There’s a common cliche in spy films parodied over time where an agent receives information from someone by way of a device or letter and then once the agent receives that knowledge, the device gets put on ‘self-destruct’ mode. As is often the way with fictional technologies, reality has played catch up and the self-destructing chip now exists thanks to Xerox PARC.
First reported by IDG, instead of exploding or catching on fire, the chip shatters itself into tiny bits that could never be assembled again. Made out of a compound similar to Gorilla Glass, the chip was demoed at a DARPA event last Thursday. Xerox PARC worked with DARPA on what they call their “vanishing programmable resources project.”
This chip can be very useful for people looking to give each other highly confidential information, as characters in movies such as Mission Impossible do. But in the real world, demand for secure data transfer isn’t limited to international spies.
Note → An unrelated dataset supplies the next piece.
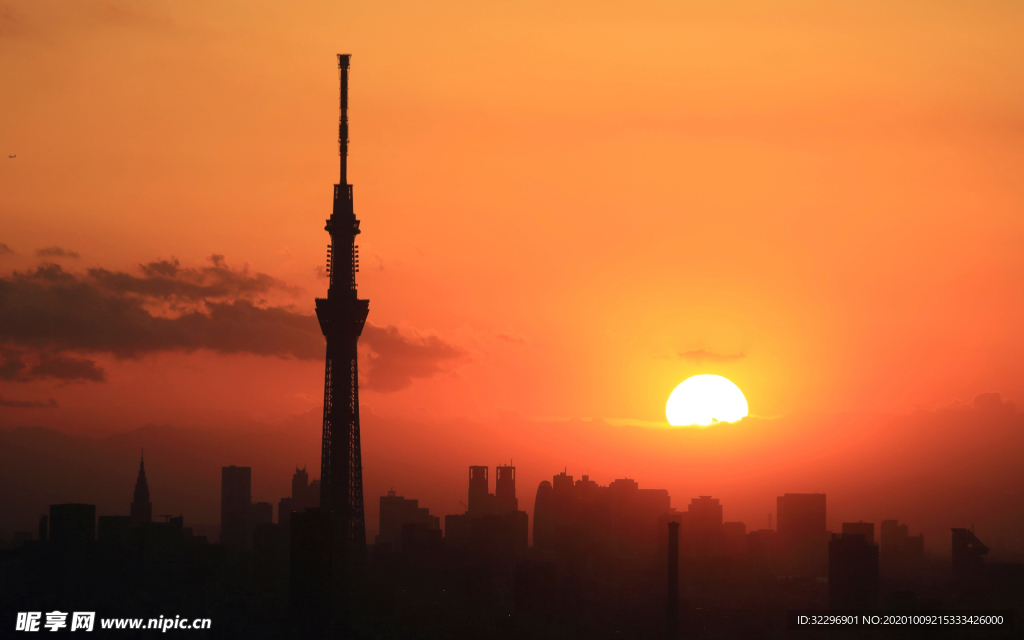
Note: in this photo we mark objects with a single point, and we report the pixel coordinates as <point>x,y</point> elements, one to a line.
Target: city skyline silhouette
<point>556,228</point>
Companies concerned about corporate espionage, hackers, whistleblowers, activists, and journalists all have good reasons to seek out a way to transfer information without a trace. Indeed, in a time where post-Snowden NSA revelations have shaken the public and terrorists have finally caught up on proper cryptography, the market is ripe for Xerox PARC’s new device.
The question is whether the intelligence community is okay with the public possessing the tool.
In March, the Harvard Kennedy School Review published a piece by Hugo Zylberberg entitled “The Return of the Crypto Wars,” which mentions that people in the information age still feel like they have a “right to privacy.” But in the 21st Century climate, where daily lives are conducted in front of a computer and a good amount of communication is digital, there’s always the possibility that someone is watching. It’s that possibility that the intelligence community hopes continues into the future.
“Letting intelligence agencies have it their way – introducing vulnerabilities and backdoors on existent good cryptographic tools – is a disaster waiting to happen, both in terms of cyber theft and in terms of policing,” Zylberberg wrote in his piece.
Technology like the Xerox PARC chip could possibly be used to undermine the intelligence community’s efforts to combat global and domestic terrorism. It is the ultimate tool to get information to someone, and then have it disappear completely.
According to the IDG article, a small resistor heats up to a breaking point, which causes the glass to shatter. That heat remains in those small pieces, as the bits shatter into even smaller bits. The specific chip demoed had its self-destruction triggered by a bright light. According to the article, it could be built for various methods of triggering.
Whatever was on the chip, whether it be an encryption key, important business information, or a message from a whistleblower, it is lost, forever.